Here’s the outline I suggest:
1. Job Title
2. Job Purpose
3. Primary Responsibilities
4. Leading Indicators
5. Performance Tracking
6. Initial Measures
1. Job Title
Think about how you want the person to introduce themselves to clients and prospects. You want a title that sounds like the person is working on the behalf of clients, not your organization. For example, instead of calling someone the Business Development Manager, consider calling him or her something like Client Solutions Manager. If good ideas don't come to you on the job title right away, complete the rest of this outline first and then come back and work on this.
2. Job Purpose
Start by asking yourself what is the business need that prompted us to hire this person? Complete these statements:
- We need this person because…
- They will increase sales or add to our overall profitability by…
For someone who is hired to set appointments for salespeople, the job purpose might look like this:
Find new potential advertisers who can spend $10,000 or more a month and set up appointments for salespeople with those prospects.

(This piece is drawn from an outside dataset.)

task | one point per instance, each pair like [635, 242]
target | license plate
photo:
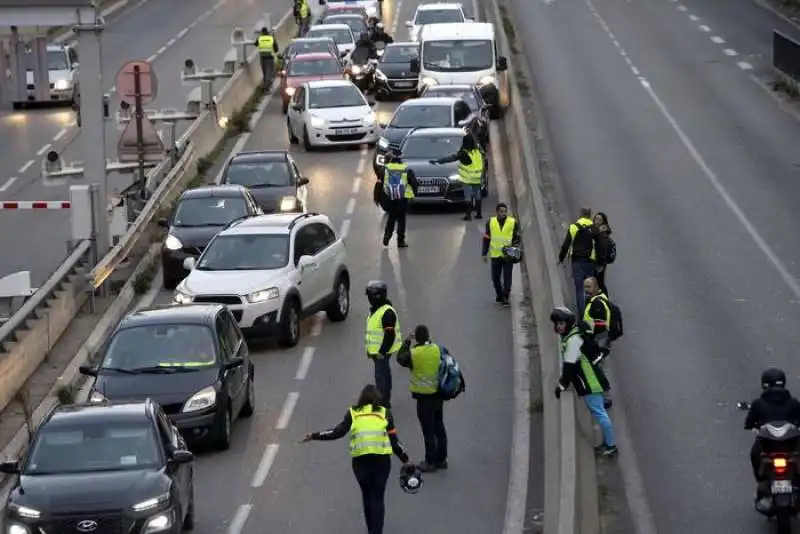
[781, 486]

3. Primary Responsibilities
Try to limit it to the top 4 to 5 or if you can’t condense that much, at least place in 4 to 5 groups, with bullet points under those main items.

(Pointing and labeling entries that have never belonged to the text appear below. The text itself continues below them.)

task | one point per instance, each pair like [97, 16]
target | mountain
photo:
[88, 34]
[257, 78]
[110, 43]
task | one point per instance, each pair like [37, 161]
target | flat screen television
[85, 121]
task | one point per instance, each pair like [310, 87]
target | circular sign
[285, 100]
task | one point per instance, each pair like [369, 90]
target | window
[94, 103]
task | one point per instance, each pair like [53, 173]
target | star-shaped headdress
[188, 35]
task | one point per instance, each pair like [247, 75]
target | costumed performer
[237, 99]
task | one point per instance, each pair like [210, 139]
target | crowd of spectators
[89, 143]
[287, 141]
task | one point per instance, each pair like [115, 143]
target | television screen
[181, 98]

Let’s continue with the person who is being hired to set appointments for salespeople. The primary responsibilities might look like this:
Secure appointments with potential new advertisers who can spend $10,000 or more a month:
- Make a new list of possible Target accounts to approach each month, cleared with sales management.
- Create a plan of approach to get their attention and ultimately secure an appointment.
- Be persistent, making 4 or 5 attempts with each prospect over a 2- to 3-week period of time. If you can’t break through at that point, drop the prospect and move on.
- Set up appointments for the salespeople with those prospects you connect with.
4. Leading Indicators
What will you measure regularly to provide the best chance for success?
For example, the Leading Indicators for a salesperson you hire to focus on business development might look something like this:
- The number of target accounts they have at any given time
- Number of first-time face-to-face calls on target accounts
- Number of presentations made to target accounts
- Average dollar-amount of each proposal
- Average time from first call to close on those target accounts
5. Performance Tracking
What will you track regularly to be sure the person in this job is having success? For the same business development job, the performance tracking might look something like this:
- Monthly billing
- Performance vs. goal
- Number of new accounts per month
- Average billing per account
6. Initial Measures
To get started, complete this statement. I will know they are off to a good start after 30 days if…
You might decide on something like this for that new salesperson focused on business development:
- Identify 50 potential prospects in week one and then work to secure an appointment with the 5 best prospects by the end of 30 days.